Faiss (Facebook AI Similarity Search) stores vectors exactly this way - a flat binary index (IndexFlatL2) that enables O(1) random access for re-ranking. HNSW in Faiss is layered on top, with the flat store providing the exact distance computation needed for the two-stage search pipeline.

Key Algorithms and Protocols

Filtered vector search - “find the 10 most similar vectors where category = 'finance'” - is harder than it looks. Two naive approaches fail at different extremes.

Pre-filter: fetch all IDs matching the filter, build a sub-index, search it. Correct, but slow when the filter matches millions of vectors.

Post-filter: run the full ANN search for k x oversampling candidates, then filter by metadata. Fast, but if the filter is selective (1% of vectors match), you may get 0 results despite candidates existing.

The correct approach is ACORN (segment-aware post-filter) or segment-scoped search: pre-partition the index by high-cardinality filter attributes, and route queries to the relevant partition.

# Segment-scoped search: partition index by category
def filtered_search(
    segment_indices: dict[str, HNSWIndex],  # category -> HNSW shard
    full_vectors: FlatVectorStore,
    query: np.ndarray,
    category_filter: str | None,
    k: int,
    ef: int = 100
) -> list[tuple[float, int]]:
    if category_filter and category_filter in segment_indices:
        # Route to category-specific segment
        index = segment_indices[category_filter]
        candidates = index.search(query, k=k * 4, ef=ef)
    else:
        # Search all segments, merge results
        all_candidates = []
        for idx in segment_indices.values():
            all_candidates.extend(idx.search(query, k=k, ef=ef))
        candidates = sorted(all_candidates)[:k * 4]

    # Re-rank with full-precision vectors
    reranked = []
    for dist, vid in candidates:
        exact_dist = cosine_distance(query, full_vectors.read(vid))
        reranked.append((exact_dist, vid))
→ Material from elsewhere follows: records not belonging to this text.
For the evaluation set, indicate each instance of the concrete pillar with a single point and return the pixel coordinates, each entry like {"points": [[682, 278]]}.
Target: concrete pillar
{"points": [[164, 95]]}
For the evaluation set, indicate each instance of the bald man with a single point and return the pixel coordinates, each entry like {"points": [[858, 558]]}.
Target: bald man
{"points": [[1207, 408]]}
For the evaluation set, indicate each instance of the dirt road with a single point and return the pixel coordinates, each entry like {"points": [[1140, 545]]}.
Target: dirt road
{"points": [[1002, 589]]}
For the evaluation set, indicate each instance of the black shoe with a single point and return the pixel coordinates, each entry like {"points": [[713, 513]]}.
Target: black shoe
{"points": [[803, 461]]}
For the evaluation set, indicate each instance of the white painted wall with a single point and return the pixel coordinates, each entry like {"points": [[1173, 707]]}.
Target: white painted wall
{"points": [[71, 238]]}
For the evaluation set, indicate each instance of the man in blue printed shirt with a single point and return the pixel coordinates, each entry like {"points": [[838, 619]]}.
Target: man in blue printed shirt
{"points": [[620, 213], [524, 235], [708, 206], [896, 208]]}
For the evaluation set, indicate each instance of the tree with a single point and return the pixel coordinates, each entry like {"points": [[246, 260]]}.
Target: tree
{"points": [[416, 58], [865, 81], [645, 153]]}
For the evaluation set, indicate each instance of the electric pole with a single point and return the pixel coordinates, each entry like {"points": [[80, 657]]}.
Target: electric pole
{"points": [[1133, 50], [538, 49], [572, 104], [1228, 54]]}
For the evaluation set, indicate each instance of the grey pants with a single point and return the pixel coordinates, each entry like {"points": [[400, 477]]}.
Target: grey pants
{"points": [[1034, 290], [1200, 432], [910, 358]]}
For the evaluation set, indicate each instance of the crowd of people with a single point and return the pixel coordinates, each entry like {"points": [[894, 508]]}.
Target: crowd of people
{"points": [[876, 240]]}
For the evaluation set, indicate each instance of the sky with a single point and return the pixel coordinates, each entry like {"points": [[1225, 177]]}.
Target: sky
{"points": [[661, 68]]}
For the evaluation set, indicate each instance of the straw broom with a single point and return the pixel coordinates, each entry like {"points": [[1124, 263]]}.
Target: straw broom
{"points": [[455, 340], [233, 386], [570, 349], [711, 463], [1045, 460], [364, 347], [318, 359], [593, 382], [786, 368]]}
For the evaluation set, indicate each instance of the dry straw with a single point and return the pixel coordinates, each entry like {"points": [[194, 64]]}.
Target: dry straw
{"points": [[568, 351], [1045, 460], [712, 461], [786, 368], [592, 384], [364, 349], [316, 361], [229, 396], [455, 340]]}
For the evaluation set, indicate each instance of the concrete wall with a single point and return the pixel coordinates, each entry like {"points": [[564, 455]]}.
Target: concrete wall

    return sorted(reranked)[:k]

Embedding Dimensionality Reduction via PCA

When ingesting vectors from multiple embedding models with different dimensions, normalize to a common dimension via PCA projection:

# PCA projection to reduce dimensionality while preserving variance
from sklearn.decomposition import PCA
import numpy as np

def fit_pca_projection(sample_vectors: np.ndarray, target_dim: int) -> PCA:
    """Fit PCA on a sample of vectors. Use at ingest time."""
    pca = PCA(n_components=target_dim, random_state=42)
    pca.fit(sample_vectors)
    explained = pca.explained_variance_ratio_.sum()
    print(f"PCA {sample_vectors.shape[1]}D -> {target_dim}D: {explained:.1%} variance retained")
    return pca

def project_and_normalize(
    vectors: np.ndarray, pca: PCA
) -> np.ndarray:
    projected = pca.transform(vectors)
    # L2 normalize for cosine similarity via dot product
    norms = np.linalg.norm(projected, axis=1, keepdims=True)
    return projected / np.maximum(norms, 1e-8)
Key Insight

Normalizing vectors to unit length before indexing converts cosine similarity search into a maximum inner product search (MIPS), which lets you use dot product distance instead of cosine - dot product is 20% faster because it avoids two norm computations per comparison.

Scaling and Performance

The index scales by horizontal sharding - splitting the 100M vector dataset across N shards, each holding 100M/N vectors. Each shard runs a full HNSW in memory. Queries fan out to all shards and merge results.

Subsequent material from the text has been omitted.